A common failure mode in sample transformers is a burnt 50-ohm terminating resistor in the transformer, but unless something is externally obvious (and repairable), the defective sampling device likely will have to go back to the manufacturer for repair and calibration.
RADIALS STILL REQUIRED
Finally, make the reference field strength measurements. The rule says there should be three points for each lobe and null radial, so a complex pattern with lots of nulls and minor lobes can have quite a few radials, but most have just a few. It’s a lot less work than a conventional partial proof, which requires at least 8 points per monitored radial.
The original MoM proof should contain GPS coordinates for each point. Most aftermarket automotive GPS units will allow input of coordinates, and I’ve found that is a good way to locate the points in an automobile quickly, using a handheld GPS to pinpoint the exact measurement location once out of the car.
I start with a map of all the radials and points to see how they can be most efficiently run (hint: It may not be “out one radial and back in on the next”). Group points on the same side of obstructions (freeways, rivers, etc.) and run those together.
Note the date, time and field for each measurement. There is no requirement in the rules for what the fields should be, so I suppose in a sense it doesn’t matter what you measure. Prudence, however, would call for investigation of any significant departure of the fields from the proof values. Your own experience should tell you what’s “normal” and what’s not consistent with environmental conditions, frozen/thawed soil, snow cover, etc.

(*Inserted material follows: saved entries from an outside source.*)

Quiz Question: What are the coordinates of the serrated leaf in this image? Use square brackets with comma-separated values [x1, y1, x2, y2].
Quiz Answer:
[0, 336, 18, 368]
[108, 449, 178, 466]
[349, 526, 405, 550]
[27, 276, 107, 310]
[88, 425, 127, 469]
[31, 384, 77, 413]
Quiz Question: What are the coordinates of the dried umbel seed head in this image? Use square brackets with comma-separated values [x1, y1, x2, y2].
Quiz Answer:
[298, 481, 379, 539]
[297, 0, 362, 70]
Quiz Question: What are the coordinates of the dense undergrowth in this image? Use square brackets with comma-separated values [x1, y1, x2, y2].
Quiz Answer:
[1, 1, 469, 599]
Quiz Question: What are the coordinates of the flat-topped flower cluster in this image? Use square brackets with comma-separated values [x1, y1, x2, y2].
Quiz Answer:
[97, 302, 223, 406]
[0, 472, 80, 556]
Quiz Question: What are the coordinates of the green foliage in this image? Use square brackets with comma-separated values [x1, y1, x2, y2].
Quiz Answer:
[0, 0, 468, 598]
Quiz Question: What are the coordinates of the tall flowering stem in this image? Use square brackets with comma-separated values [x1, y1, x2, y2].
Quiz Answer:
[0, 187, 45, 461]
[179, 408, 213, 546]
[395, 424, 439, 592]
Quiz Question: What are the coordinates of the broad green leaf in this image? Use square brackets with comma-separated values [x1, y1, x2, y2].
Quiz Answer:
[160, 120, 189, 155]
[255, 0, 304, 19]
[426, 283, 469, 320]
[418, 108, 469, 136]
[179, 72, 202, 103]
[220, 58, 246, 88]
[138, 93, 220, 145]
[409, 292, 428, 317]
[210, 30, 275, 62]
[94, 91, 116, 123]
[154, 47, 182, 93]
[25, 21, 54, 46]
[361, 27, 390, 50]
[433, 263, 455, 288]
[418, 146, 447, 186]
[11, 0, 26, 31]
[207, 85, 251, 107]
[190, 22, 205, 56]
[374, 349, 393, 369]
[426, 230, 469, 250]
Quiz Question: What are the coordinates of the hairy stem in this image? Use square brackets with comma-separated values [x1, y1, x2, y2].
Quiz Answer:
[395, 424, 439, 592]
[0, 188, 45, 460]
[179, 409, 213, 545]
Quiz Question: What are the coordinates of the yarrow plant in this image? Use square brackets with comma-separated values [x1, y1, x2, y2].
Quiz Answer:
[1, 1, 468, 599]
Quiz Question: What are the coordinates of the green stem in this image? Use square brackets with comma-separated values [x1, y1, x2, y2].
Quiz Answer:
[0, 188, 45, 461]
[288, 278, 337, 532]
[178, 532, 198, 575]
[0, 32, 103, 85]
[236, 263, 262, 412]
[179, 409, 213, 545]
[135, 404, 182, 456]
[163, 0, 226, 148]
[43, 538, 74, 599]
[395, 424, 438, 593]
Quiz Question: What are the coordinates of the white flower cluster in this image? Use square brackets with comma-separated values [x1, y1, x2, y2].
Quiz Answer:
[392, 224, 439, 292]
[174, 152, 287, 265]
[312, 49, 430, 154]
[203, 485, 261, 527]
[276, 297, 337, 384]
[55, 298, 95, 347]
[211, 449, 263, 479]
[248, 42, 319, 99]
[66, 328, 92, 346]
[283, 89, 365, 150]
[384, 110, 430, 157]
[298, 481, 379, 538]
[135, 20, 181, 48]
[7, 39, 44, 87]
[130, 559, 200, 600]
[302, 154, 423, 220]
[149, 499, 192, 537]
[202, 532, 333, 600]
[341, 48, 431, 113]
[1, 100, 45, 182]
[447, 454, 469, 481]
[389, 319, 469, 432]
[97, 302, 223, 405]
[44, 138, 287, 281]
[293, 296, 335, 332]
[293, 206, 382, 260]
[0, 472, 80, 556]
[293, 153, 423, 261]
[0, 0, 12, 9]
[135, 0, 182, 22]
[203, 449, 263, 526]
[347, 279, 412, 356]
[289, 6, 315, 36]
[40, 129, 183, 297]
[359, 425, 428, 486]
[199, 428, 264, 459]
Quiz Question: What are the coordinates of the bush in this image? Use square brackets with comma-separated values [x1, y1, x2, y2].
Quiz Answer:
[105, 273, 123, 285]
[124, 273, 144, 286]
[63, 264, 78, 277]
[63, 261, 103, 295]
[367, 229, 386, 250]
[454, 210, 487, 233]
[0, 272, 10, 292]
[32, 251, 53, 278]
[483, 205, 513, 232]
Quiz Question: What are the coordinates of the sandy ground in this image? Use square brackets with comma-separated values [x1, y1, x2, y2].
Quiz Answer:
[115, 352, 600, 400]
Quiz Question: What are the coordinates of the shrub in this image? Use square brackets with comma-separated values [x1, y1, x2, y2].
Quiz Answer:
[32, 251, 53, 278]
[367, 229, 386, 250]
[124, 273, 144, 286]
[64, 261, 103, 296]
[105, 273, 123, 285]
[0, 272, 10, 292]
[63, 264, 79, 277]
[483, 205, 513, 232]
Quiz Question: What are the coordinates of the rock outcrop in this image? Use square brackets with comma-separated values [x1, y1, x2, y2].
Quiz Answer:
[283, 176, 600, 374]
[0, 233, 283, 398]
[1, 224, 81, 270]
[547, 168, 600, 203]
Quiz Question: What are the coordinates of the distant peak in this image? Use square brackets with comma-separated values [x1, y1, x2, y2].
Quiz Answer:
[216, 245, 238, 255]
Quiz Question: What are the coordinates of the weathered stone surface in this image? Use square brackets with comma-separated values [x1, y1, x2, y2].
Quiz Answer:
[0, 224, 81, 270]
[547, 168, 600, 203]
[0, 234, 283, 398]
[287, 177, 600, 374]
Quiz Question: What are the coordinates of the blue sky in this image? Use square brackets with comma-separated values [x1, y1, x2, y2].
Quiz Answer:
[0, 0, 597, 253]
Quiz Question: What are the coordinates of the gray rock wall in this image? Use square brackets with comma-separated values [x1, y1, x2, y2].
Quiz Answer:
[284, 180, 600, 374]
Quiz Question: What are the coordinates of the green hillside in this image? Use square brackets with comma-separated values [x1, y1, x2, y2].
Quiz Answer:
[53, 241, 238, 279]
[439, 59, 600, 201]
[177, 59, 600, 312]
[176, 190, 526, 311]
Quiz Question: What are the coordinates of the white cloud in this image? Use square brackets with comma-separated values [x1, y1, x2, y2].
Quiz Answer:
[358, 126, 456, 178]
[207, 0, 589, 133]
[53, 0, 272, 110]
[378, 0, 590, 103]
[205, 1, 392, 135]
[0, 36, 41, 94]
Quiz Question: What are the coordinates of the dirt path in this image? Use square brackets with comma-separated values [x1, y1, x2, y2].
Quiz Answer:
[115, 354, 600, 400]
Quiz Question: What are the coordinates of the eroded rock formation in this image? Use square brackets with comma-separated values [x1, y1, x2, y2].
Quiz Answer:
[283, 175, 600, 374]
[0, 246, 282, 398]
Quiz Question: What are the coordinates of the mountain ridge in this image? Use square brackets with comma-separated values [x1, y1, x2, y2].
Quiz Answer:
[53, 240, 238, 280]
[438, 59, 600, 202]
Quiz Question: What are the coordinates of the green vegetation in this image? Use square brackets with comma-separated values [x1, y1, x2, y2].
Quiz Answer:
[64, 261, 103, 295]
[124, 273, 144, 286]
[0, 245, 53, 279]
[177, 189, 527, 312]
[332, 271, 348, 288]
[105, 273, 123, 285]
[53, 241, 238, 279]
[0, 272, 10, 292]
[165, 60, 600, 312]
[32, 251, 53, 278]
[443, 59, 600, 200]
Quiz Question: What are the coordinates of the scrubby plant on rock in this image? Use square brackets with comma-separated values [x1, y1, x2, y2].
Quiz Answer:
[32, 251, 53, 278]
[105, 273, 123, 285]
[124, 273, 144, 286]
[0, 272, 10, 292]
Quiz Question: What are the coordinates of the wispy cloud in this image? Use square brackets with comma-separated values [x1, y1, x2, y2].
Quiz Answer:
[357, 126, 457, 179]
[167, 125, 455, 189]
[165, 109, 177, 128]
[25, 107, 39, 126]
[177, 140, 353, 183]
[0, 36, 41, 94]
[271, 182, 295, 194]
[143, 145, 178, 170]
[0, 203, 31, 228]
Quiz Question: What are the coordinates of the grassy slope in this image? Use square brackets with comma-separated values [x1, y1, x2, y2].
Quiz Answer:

Wrap up the recertification process with a professional-looking writeup. Document what you did, what test equipment you used and tabulate the results of the measurements. Use the original proof as a template. Print the document up and place a copy in the public file and another at the transmitter site.
And before you quit, mark your calendar for next time.
Cris Alexander is the director of engineering at Crawford Broadcasting and a past recipient of SBE’s Broadcast Engineer of the Year award.